Patrick Thomas Edwards was born on February 2, 2010. He was my first baby. I was mad in love.
‘But something wasn’t right’.
He didn’t sleep well. He cried. He began throwing up with no obvious explanations. He was big and strong. He reached all of his milestones ‘on time’ so there didn’t seem to be much worry from anybody I turned to for advice.
‘But something wasn’t right’.
Since he was my first baby, it felt that many people thought that I was just overreacting and that I was unprepared to transition into life with a newborn.
On one of his sleepless nights, in the middle of a typical 2-3 hour crying fit, I felt a lump in his left side. I cuddled him until he slept and then I went to sleep.
It was the last night of sleep I was to get for a long time.
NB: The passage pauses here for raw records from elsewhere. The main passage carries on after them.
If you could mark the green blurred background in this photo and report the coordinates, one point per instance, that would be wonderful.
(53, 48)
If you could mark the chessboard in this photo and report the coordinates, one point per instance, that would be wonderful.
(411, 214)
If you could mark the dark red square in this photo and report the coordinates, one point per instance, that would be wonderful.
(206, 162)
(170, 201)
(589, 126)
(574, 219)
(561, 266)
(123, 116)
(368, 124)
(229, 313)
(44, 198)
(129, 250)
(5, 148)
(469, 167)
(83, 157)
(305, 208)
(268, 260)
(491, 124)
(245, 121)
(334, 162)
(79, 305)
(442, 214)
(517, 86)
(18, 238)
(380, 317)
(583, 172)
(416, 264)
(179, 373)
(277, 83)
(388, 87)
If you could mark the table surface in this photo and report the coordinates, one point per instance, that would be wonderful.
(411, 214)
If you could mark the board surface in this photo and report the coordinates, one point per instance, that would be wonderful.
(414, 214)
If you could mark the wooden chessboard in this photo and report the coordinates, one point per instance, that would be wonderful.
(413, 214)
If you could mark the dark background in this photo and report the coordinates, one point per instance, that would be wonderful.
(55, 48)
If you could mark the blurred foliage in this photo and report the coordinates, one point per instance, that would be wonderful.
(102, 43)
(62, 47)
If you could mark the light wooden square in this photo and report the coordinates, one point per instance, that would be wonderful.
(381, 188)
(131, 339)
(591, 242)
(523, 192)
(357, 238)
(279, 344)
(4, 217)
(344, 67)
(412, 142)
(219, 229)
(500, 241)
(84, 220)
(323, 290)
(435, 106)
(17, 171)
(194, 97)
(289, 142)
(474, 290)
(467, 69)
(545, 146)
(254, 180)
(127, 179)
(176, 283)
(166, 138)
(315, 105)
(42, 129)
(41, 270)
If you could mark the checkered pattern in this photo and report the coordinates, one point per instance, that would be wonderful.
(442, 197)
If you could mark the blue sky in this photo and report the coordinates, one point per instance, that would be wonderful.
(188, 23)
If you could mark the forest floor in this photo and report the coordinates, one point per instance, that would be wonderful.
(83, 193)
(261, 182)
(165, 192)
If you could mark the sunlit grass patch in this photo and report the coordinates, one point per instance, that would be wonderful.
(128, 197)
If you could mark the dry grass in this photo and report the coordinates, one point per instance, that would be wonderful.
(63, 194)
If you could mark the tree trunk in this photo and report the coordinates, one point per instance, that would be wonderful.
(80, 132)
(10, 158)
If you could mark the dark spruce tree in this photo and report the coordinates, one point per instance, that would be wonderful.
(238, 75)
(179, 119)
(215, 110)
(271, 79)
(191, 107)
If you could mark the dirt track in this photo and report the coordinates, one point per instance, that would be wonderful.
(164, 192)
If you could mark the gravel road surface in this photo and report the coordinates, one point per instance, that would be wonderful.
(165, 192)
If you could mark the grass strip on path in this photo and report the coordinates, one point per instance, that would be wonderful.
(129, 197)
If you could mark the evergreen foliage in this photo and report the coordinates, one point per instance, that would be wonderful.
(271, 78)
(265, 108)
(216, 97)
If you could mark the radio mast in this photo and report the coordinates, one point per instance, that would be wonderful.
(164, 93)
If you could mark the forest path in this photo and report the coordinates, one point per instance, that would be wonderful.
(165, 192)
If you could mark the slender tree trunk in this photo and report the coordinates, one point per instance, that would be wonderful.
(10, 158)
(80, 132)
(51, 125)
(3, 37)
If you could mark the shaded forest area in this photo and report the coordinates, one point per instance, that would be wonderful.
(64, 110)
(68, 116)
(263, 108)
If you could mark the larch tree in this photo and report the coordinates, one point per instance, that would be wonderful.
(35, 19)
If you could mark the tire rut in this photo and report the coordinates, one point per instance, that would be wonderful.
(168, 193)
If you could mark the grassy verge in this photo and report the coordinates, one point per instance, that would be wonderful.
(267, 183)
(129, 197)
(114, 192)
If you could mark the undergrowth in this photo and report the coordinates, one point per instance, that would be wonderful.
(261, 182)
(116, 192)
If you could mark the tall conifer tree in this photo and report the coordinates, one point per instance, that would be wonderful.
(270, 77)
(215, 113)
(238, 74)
We were on our way to the beach for vacation the next morning. I figured we would just ‘run in’ to the pediatrician to get it checked out. She took one look and sent us to Miami Children’s Hospital. The wait wasn't agonizing because I had NO clue what was about to happen.
In the middle of a dark ultrasound room, with my 15 month old crying as he didn't understand why we were restraining him, the Chief of Surgery told me Patrick had a tumor.
I lost it, naturally.
The following days were blurry but I remember tests and blood work and tumor resections and nephrectomy and admissions and ports. It was a whole new world. It was a whole new language I was being forced into learning to speak. Everybody told me that ‘if he had to have cancer, this was the BEST one to have…’ EVERYBODY. I smiled on the outside. I screamed at them inside: ‘It doesn't matter! It’s cancer!’ I know they were trying to help…but they never did.
He finished his chemotherapy on November 1, 2011. December 4, 2011’s CT scan showed spots on his lungs. His doctors all dismissed it as ‘inflammation’. February’s CT showed spots again and again they all dismissed it as ‘inflammation’.
March 18, 2012 brought me back to the emergency room. I found another lump. He had relapsed. The tumor had grown back. The lung spots were quickly biopsied and proved to also be cancer.
This round of treatment was difficult. The medicines were stronger and there were more of them. He had another resection. And he did 20 days of radiation.
And he smiled through it all.
Patrick ‘The Viking’ finished his treatment for his relapsed Wilm’s Tumor on Nov 3, 2012. His remaining lung spots were now scars that were removed on Feb 1, 2013. His port was removed July 1, 2013. His scans in December 2014 were clear.
He is an unknowing inspiration to all he meets and is my brave hero.